Conceptually, the framework contributes to ongoing global debates that call for moving beyond binary classifications of urban and rural spaces. By positioning municipalities along a functional continuum, the approach aligns South Africa's classification practices with international standards, while retaining sensitivity to national spatial realities. It reframes settlement systems as relational, dynamic, and products of demographic concentration, economic integration, as well as spatial interaction rather than discretely administrative zones.
The methodological and empirical insights offered in this study have direct implications for planning, governance, and policy. A functionally grounded urban-rural classification enhances the accuracy of spatial targeting, supports equitable resource allocation, and strengthens evidence-based decision-making in areas such as infrastructure investment, service delivery, and regional development.
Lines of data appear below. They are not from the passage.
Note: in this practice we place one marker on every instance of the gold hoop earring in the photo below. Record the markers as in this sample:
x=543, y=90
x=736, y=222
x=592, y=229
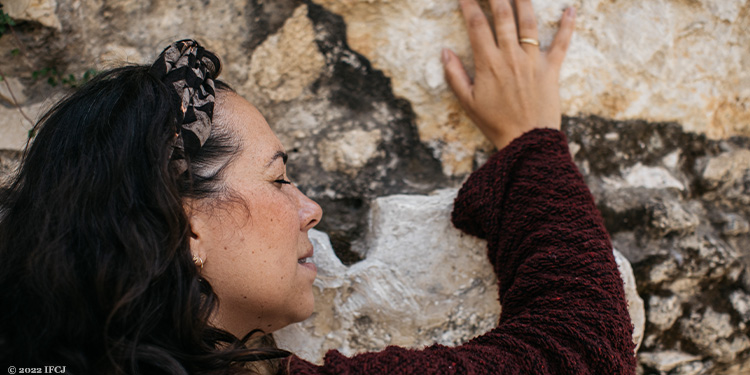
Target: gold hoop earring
x=198, y=261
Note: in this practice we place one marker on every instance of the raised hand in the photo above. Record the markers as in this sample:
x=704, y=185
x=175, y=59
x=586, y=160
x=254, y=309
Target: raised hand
x=515, y=88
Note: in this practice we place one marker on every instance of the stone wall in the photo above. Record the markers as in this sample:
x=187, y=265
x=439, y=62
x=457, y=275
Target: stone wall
x=657, y=102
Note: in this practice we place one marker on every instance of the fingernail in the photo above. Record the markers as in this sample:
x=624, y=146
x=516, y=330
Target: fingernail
x=445, y=56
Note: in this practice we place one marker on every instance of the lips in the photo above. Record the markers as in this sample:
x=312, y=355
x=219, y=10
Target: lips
x=306, y=260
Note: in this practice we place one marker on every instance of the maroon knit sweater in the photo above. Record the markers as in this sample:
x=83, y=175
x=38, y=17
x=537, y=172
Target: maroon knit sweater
x=564, y=308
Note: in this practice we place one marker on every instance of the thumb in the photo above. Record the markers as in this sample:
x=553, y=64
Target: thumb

The framework also provides a robust foundation for future analytical extensions that may incorporate additional indicators, such as mobility patterns, structural economic changes, or network connectivity, thereby improving the capacity to monitor spatial transformation over a long period of time.
In sum, the DIF framework offers a scalable and transparent tool that advances the statistical and conceptual understanding of the evolving settlement system in South Africa. By articulating the urban-rural continuum through a functional lens, it contributes both to national spatial analysis and to broader international scholarship on urbanization, territorial inequality, and development trajectories.
The data used to support the research findings are available from the corresponding author upon request.
The author declares no conflicts of interest.